The veterinarian took a detailed history on Capp and then conducted a physical and neurological examination. A complete blood count, chemistry panel, urinalysis, and thyroid test were performed to rule out a few specific health problems. By x-ray, it was determined that there was nothing foreign lodged in the cat’s intestine. The doctor then explained that Capp was suffering from constipation, a condition that often plagues older cats. Veterinarians suspect constipation when ingested food has a long transit time through the digestive system, resulting in infrequent and difficult-to-pass bowel movements. It is not a disease, per se, but it does signal a problem in the gastrointestinal tract. Other signs of constipation include the passing of mucus, blood, and diarrhea due to irritation in the intestine. Additionally, the cat may vomit while straining to pass the stool. Veterinarians often cannot determine the actual cause of the condition. It is sometimes thought to be an abnormality in the smooth muscle of the large intestine. Untreated, constipation is a serious disorder.
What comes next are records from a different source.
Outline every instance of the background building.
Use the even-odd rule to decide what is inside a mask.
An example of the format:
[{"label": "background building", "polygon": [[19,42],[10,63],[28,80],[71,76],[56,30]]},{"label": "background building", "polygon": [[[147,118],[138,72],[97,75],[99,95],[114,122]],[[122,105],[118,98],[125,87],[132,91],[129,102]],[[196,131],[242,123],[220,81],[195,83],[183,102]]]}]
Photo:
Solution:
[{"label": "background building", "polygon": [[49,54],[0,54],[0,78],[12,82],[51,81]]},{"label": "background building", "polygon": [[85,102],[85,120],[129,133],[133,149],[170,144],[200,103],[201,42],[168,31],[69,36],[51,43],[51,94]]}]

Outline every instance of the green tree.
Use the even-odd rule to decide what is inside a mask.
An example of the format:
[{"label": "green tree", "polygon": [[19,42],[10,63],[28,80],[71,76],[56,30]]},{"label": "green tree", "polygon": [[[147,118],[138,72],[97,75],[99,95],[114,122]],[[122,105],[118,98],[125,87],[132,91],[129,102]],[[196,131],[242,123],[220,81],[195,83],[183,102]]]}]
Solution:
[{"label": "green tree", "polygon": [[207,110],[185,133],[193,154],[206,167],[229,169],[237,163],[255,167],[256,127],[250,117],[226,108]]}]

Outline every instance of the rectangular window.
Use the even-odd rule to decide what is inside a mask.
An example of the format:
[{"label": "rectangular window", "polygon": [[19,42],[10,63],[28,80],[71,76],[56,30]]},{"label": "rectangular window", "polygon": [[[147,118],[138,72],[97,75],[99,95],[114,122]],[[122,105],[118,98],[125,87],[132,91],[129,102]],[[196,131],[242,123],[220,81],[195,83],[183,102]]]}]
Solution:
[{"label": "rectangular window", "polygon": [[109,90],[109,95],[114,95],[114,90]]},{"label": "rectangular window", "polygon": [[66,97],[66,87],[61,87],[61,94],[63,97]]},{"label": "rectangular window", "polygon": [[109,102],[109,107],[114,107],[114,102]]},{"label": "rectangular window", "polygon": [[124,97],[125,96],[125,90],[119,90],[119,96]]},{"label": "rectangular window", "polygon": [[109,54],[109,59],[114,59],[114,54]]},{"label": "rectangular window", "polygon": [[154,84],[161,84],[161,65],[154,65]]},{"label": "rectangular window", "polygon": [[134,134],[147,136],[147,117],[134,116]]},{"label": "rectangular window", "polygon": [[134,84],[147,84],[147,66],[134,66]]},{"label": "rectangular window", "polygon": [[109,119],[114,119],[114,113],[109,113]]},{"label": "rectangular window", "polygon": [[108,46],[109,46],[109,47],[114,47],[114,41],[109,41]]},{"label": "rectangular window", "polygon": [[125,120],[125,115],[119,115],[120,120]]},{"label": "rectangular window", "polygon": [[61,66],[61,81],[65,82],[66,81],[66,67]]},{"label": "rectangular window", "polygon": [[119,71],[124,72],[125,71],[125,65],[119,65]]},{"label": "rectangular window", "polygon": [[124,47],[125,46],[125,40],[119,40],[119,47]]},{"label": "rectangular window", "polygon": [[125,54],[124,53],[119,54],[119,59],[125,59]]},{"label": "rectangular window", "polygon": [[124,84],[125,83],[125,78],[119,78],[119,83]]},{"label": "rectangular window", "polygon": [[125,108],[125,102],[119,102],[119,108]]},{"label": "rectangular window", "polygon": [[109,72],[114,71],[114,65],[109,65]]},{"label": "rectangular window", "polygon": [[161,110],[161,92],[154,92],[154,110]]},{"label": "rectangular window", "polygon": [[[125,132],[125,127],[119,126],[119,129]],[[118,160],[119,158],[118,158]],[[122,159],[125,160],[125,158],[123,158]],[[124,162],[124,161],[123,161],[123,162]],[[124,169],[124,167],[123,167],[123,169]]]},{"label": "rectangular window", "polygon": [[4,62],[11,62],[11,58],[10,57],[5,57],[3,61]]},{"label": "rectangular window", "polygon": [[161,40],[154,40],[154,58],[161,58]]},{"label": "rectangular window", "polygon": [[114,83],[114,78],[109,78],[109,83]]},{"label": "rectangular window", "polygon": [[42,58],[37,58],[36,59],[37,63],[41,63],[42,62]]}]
Capp’s treatment involved a twofold approach, medical and dietary. It included several enemas, administered by the veterinarian, to remove hardened fecal material. Cisapride was prescribed to stimulate the movement of food through the cat’s digestive tract. In addition, the doctor recommended adequate water intake and a special diet. High fiber diets are useful for simple constipation, but, in Capp’s case, which was more severe, a low-fiber, canned food was advised so that the stool would be smaller and easier to pass. Lactulose, a stool softener, was also prescribed.
Fortunately Capp’s condition was discovered before the development of the more serious condition, megacolon, which is characterized by a colon that is distended with dry, impacted, and hardened fecal material. Surgery to remove part of the colon is often the only option. The procedure is highly successful and generally allows the cat to resume a normal lifestyle after healing. Avoiding surgery is, however, always preferable.
Capp made a complete recovery with the enemas and medication in conjunction with the recommended changes to his diet. His owner was careful to monitor his litter box habits and the amount of fecal material passed so as to not miss a recurrence of the problem. He regained the weight he had lost and soon started behaving like a younger cat again.